Breaking Free from the T & V-Shaped Employee Model: The Rise of the S-Shaped Mindset

Written by Brian Arbuckle | Mar 3, 2025 2:00:00 PM

For years, companies have shaped their hiring and development strategies around two dominant employee models:

The T-Shaped Employee: Someone with deep expertise in one area but broad, shallow knowledge across multiple domains.
The V-Shaped Employee: An evolution of the T, where the employee possesses deep expertise in two complementary areas, creating more versatility.

At first glance, these models seem ideal. They balance specialization with some level of adaptability. But in today’s fast-changing business landscape, they reveal a critical flaw: they rely too much on individual expertise and don’t prioritize knowledge sharing.

What happens when your T or V-shaped expert leaves? What happens when knowledge is siloed within a few key individuals? What happens when one person becomes the only bottleneck between problem and solution?

The Problem With Knowledge Hoarding

Most companies unknowingly encourage knowledge hoarding—where employees hold onto information because they see it as job security. It’s an outdated mindset that makes teams fragile, creates bottlenecks, and slows down innovation.

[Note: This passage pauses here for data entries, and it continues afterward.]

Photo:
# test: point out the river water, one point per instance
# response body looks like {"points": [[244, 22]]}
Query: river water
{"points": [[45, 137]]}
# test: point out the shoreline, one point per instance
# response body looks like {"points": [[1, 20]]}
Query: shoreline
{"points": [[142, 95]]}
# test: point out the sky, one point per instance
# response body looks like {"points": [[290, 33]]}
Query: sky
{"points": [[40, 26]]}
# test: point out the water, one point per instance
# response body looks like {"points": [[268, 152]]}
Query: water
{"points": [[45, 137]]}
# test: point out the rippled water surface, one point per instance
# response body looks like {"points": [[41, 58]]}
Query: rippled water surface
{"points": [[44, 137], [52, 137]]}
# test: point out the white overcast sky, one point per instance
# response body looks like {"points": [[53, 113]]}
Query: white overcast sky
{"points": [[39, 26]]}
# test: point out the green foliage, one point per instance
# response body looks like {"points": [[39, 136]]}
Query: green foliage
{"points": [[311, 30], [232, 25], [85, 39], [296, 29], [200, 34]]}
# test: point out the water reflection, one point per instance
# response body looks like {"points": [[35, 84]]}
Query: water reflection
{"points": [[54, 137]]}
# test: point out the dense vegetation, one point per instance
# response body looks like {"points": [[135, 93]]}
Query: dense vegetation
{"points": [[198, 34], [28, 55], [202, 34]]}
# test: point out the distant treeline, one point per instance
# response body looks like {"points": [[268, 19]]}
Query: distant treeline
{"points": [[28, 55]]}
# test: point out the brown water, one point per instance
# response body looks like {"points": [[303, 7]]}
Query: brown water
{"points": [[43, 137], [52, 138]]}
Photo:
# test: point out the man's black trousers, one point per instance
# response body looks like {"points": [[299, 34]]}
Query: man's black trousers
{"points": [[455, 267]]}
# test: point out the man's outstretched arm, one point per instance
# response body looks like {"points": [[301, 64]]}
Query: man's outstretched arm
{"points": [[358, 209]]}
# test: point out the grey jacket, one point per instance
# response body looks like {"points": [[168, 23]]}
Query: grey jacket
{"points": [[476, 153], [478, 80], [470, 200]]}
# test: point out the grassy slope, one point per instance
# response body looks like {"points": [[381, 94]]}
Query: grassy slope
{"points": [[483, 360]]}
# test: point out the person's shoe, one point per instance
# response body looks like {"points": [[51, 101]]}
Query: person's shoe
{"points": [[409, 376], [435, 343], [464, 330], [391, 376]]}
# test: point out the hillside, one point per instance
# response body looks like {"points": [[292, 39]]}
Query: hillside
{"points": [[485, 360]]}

Here’s the reality: An organization’s strength isn’t just in what people know. It’s in how well they share what they know.

This is why we need to move beyond T- and V-Shaped models. We need a mindset that prioritizes learning, sharing, and multiplying knowledge across an organization.

Enter the S-Shaped Mindset.

The S-Shaped Employee: A Knowledge Multiplier

The S-Shaped Employee is the future of work. Instead of hoarding expertise, they master the art of learning, applying, and teaching, making knowledge accessible across an entire organization.

T-Shaped Model: Deep expertise in one area, but reliant on others for breadth.

V-Shaped Model: Dual expertise with versatility, but still focused on the individual.

S-Shaped Model: Knowledge is continuously learned, shared, and expanded, multiplying its value across the company.

Why the S-Shaped Mindset Works

It Creates Adaptive Teams – Instead of relying on a handful of experts, teams become self-sufficient and resilient.

It Reduces Single Points of Failure – No more "only one person knows this system" nightmares.

It Accelerates Learning & Innovation – Teaching others deepens understanding, leading to faster problem-solving and fresh ideas.

It Builds Future Leaders – Those who share knowledge naturally step into leadership roles.

How to Cultivate an S-Shaped Mindset in Your Organization

Encourage a Culture of Teaching – Reward employees who document, teach, and mentor others.

Turn Experts into Multipliers – Instead of keeping knowledge siloed, experts should spread it.

Build Learning Loops – Implement processes where employees learn and immediately teach others (co-pilot models, mentorship programs, internal documentation).

Invest in Knowledge Artifacts – Capture institutional knowledge in a way that’s easily accessible (not buried in a forgotten email thread).

The Bottom Line

The workforce is evolving. The question isn’t if your company will adapt to this change—it’s when. Organizations that embrace the S-Shaped Mindset will be more agile, innovative, and future-proof than those clinging to outdated models.

The companies that win won’t just be the ones with the smartest employees. They’ll be the ones with employees who make others smarter.